= Overlay: Contemporary Art and the Art of Prehistory =

Art history book by Lucy Lippard

Overlay, 1983 book cover

Overlay: Contemporary Art and the Art of Prehistory is a book by the American author and curator Lucy Lippard that covers the correlation between contemporary Land art, site specific sculpture and prehistoric earthworks.

Its publication followed her book, Six Years: The Dematerialization of the Art Object.The New York Times describes Overlay as beginning where Six Years left off in 1972, thus highlighting art's forgotten "social origins and communal function" through the act of observing and reflecting upon the "times and places where art was inseparable from larger contexts."

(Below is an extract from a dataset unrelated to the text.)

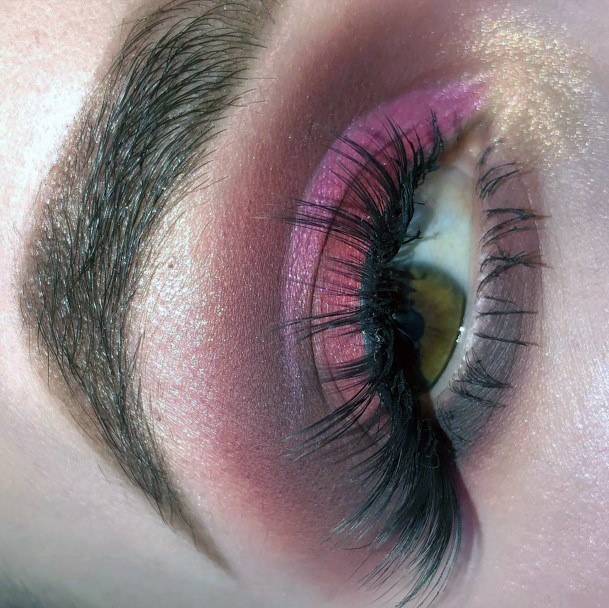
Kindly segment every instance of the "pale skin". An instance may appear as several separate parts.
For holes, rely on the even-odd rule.
[[[494,66],[490,112],[520,158],[534,166],[539,206],[550,216],[541,237],[546,268],[538,346],[501,424],[491,423],[479,449],[459,465],[480,534],[434,605],[606,606],[606,2],[521,0],[505,13],[503,2],[468,0],[459,3],[462,16],[450,19],[443,2],[421,0],[295,0],[278,10],[263,34],[265,49],[254,68],[259,80],[247,87],[245,101],[252,103],[227,114],[207,168],[213,185],[180,202],[194,236],[186,248],[179,231],[164,241],[161,258],[175,258],[173,274],[161,268],[141,306],[149,307],[141,323],[155,328],[147,334],[143,371],[148,405],[163,421],[161,445],[176,486],[226,571],[188,534],[167,526],[75,424],[24,329],[18,270],[36,224],[40,185],[86,95],[110,65],[124,22],[156,6],[83,4],[5,0],[0,7],[0,597],[5,588],[23,587],[50,607],[394,605],[387,598],[373,604],[374,594],[349,578],[357,563],[322,543],[332,525],[326,522],[332,501],[324,498],[331,469],[323,469],[328,478],[310,481],[316,488],[307,503],[309,494],[290,485],[289,469],[274,464],[281,450],[272,445],[272,429],[267,435],[256,429],[262,447],[246,458],[233,449],[240,427],[231,427],[226,412],[243,402],[252,417],[263,418],[264,408],[280,399],[269,386],[283,381],[274,353],[252,346],[276,319],[251,310],[266,310],[257,298],[273,289],[268,277],[281,268],[287,228],[248,230],[247,218],[257,221],[268,201],[302,194],[324,153],[321,139],[306,141],[311,124],[342,129],[368,102],[401,92],[399,61],[413,39],[425,38],[409,30],[416,15],[434,31],[422,53],[431,59],[418,59],[420,71],[458,76],[476,72],[483,61],[491,72]],[[530,46],[519,42],[502,55],[505,45],[484,38],[474,25],[478,18],[509,23],[506,39],[520,33]],[[455,31],[461,32],[457,40]],[[442,40],[437,48],[434,36]],[[473,42],[461,52],[468,36]],[[540,40],[555,44],[540,49]],[[541,59],[531,68],[526,56],[537,52]],[[557,56],[565,58],[562,82],[547,84],[543,74],[555,69]],[[542,101],[531,94],[535,83],[545,91]],[[511,113],[503,103],[509,95],[516,99]],[[201,226],[206,236],[197,240]],[[189,289],[167,294],[168,285]],[[202,294],[216,299],[210,303]],[[171,304],[175,316],[159,301]],[[218,312],[223,307],[228,313]],[[196,336],[182,322],[193,310],[207,321]],[[203,357],[202,379],[193,380],[183,362],[203,343],[213,356]],[[254,369],[259,359],[266,362],[264,373]],[[282,415],[285,410],[274,413]],[[202,428],[194,440],[190,430],[197,424]],[[273,483],[279,477],[286,481]]]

Some of the prehistoric sites Lippard writes of include Avebury and Stonehenge and associated sites such as Silbury Hill. A selection of contemporary artists whose works are described in the book include Robert Smithson (who factors largely in the book), Mary Beth Edelson (and her Goddess performances), Richard Long, and his walking pieces, Nancy Holt (and her Sun Tunnels project), among others.

The author lived in southern England in 1977, in an isolated rural area, with the purpose of escaping from her discontent with the art world. While walking, she tripped over an upright standing stone in Dartmoor, and looking back behind her, she realized that she was in the middle of a long row of upright standing stones..."it took me a moment to understand that these stones had been placed there almost 4,000 years ago, and another moment to recognize their ties to much contemporary art."

==Critical reception==
The book has been reviewed in The New York Times, Artforum Magazine, Woman's Art Journal, Art Documentation journal, among other publications.